In deze zaak heeft de Rechtbank Zeeland-West-Brabant op 10 juni 2021 uitspraak gedaan in een geschil tussen een belanghebbende en de heffingsambtenaar van de gemeente Goes over de rechtmatigheid van een gecombineerde aanslag gemeentelijke belastingen, waaronder rioolheffing en watersysteemheffingen voor het jaar 2017. De belanghebbende, eigenaar van een woning in [plaats 2], heeft bezwaar gemaakt tegen de opgelegde aanslagen, waarbij de heffingsambtenaar het bezwaar tegen de rioolheffing niet-ontvankelijk verklaarde.
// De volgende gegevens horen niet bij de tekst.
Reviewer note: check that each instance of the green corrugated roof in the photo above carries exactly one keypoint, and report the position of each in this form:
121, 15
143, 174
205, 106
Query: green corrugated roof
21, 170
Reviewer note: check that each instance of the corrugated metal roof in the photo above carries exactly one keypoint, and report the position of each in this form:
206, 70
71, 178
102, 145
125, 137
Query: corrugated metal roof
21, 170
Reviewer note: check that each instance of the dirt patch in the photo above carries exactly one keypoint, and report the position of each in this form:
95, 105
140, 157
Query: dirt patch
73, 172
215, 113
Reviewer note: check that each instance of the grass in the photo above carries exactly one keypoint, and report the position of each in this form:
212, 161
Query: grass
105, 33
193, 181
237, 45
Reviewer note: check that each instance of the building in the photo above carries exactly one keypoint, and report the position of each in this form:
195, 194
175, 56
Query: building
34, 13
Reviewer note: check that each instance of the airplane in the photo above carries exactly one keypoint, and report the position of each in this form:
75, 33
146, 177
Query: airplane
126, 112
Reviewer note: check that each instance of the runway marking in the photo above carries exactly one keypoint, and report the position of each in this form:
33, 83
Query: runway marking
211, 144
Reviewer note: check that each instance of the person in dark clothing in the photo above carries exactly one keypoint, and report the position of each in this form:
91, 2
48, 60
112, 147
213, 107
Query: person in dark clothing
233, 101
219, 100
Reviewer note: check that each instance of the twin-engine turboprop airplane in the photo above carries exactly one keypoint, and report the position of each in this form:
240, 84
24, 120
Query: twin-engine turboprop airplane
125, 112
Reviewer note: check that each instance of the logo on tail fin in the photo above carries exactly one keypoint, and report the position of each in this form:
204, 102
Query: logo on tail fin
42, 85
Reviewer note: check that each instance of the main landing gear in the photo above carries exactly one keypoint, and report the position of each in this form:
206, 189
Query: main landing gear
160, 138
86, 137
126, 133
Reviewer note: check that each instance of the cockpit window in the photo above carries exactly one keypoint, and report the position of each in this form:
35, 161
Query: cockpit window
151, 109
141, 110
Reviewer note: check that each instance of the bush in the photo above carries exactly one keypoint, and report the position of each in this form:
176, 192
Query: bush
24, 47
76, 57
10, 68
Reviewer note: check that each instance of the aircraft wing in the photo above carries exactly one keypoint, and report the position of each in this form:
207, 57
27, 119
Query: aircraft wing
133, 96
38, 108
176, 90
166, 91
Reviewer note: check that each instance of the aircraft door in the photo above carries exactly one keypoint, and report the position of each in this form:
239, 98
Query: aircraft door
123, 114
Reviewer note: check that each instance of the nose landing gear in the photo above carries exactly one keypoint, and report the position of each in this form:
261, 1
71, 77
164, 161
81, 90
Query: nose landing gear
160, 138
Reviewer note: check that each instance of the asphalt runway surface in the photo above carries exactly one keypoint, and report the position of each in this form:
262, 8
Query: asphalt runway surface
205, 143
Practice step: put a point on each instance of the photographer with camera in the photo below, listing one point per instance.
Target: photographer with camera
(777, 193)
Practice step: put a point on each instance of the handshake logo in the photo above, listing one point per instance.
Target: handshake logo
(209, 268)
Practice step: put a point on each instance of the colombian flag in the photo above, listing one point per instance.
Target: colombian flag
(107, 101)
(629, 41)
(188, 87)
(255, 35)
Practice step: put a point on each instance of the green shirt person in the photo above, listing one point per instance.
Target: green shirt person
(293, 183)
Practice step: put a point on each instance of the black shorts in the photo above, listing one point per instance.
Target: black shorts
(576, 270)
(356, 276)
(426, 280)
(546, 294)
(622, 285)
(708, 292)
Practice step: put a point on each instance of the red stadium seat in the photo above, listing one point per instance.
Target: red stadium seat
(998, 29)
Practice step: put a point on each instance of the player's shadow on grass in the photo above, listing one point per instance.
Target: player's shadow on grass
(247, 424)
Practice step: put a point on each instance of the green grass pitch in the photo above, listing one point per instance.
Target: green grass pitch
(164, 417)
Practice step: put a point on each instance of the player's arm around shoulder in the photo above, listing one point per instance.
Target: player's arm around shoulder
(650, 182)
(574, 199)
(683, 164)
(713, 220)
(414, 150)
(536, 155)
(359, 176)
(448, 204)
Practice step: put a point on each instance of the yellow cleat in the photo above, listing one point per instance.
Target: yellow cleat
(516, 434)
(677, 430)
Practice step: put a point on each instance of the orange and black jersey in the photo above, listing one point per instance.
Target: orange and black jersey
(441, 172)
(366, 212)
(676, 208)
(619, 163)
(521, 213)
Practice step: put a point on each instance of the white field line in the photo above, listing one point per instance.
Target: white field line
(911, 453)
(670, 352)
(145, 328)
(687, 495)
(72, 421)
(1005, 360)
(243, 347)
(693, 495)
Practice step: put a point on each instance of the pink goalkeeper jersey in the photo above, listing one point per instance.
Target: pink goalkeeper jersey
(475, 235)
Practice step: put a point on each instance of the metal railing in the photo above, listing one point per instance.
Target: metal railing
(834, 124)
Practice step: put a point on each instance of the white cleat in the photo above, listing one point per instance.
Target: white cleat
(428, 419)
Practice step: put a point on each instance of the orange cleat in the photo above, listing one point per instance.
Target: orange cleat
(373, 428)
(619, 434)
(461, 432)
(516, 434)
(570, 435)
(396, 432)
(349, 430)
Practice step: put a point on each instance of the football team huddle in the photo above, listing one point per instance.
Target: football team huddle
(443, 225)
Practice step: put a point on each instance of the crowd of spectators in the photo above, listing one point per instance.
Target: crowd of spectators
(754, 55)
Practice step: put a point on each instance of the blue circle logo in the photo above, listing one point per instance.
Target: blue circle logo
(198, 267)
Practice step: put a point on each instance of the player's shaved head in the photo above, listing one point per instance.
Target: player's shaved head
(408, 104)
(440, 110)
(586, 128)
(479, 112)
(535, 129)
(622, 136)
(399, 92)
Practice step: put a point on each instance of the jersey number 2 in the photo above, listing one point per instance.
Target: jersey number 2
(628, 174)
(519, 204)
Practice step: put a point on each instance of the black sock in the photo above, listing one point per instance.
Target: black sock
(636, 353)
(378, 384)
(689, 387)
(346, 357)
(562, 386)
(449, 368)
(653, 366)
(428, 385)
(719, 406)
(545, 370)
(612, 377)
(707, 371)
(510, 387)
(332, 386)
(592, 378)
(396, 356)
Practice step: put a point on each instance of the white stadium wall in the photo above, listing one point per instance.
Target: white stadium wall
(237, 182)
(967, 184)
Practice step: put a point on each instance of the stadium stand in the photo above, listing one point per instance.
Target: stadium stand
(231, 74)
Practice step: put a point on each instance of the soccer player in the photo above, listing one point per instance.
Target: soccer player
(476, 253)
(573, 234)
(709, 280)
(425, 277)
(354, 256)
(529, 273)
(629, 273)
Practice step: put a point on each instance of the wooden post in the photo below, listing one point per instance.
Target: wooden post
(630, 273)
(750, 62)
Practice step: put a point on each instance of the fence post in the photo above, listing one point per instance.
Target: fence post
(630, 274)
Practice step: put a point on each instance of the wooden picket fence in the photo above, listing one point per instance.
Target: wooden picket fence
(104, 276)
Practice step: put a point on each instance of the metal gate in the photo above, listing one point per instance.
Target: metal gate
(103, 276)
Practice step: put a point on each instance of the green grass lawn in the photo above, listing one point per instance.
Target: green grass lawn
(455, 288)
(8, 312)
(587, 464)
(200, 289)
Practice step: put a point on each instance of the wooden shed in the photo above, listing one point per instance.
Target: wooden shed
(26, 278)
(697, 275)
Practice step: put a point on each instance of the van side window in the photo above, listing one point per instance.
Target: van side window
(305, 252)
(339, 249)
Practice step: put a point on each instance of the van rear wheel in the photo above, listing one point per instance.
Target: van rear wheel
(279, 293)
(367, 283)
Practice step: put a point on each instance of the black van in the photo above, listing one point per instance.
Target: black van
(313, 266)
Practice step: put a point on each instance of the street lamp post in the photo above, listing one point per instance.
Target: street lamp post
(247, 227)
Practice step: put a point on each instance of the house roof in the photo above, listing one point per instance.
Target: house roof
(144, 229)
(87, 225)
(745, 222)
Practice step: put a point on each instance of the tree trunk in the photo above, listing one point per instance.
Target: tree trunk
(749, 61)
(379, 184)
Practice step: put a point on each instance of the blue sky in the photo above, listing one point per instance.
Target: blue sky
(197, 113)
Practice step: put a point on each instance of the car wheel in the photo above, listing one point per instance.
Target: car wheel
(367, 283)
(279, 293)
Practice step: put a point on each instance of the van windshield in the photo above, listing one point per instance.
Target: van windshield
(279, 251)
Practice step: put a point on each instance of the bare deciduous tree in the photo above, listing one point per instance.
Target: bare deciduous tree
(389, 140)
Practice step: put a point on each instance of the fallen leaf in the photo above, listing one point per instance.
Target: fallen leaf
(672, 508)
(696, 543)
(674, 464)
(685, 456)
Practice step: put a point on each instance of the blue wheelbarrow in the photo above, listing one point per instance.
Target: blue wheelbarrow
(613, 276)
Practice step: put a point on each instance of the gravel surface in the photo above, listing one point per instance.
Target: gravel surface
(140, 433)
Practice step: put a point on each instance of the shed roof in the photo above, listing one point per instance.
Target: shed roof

De rechtbank heeft eerder in een andere zaak het beroep van de belanghebbende gegrond verklaard en de heffingsambtenaar opgedragen een nieuwe uitspraak op bezwaar te nemen. In de nieuwe uitspraak op bezwaar heeft de heffingsambtenaar het bezwaar van de belanghebbende tegen de rioolheffing ongegrond verklaard, wat leidde tot het huidige beroep.
De rechtbank heeft in haar overwegingen de feiten en het procesverloop uiteengezet, waarbij de belanghebbende aanvoert dat de verhoging van de rioolheffing zonder voorafgaand aangekondigd besluit heeft plaatsgevonden en dat de verhoging een bezuinigingsmaatregel van de gemeente is. De rechtbank heeft de argumenten van de belanghebbende tegen de rechtmatigheid van de aanslag beoordeeld, waaronder de stelling dat de heffing op basis van de WOZ-waarde niet toegestaan is en dat de gemeente in strijd met de Kaderrichtlijn Water handelt.
De rechtbank concludeert dat de aanslag rioolheffing over het jaar 2017 terecht is opgelegd en dat de uitspraak op bezwaar in rechte standhoudt. Het beroep van de belanghebbende is ongegrond verklaard, en er is geen aanleiding voor een proceskostenveroordeling. De uitspraak is openbaar gemaakt en partijen zijn geïnformeerd over de mogelijkheid tot hoger beroep.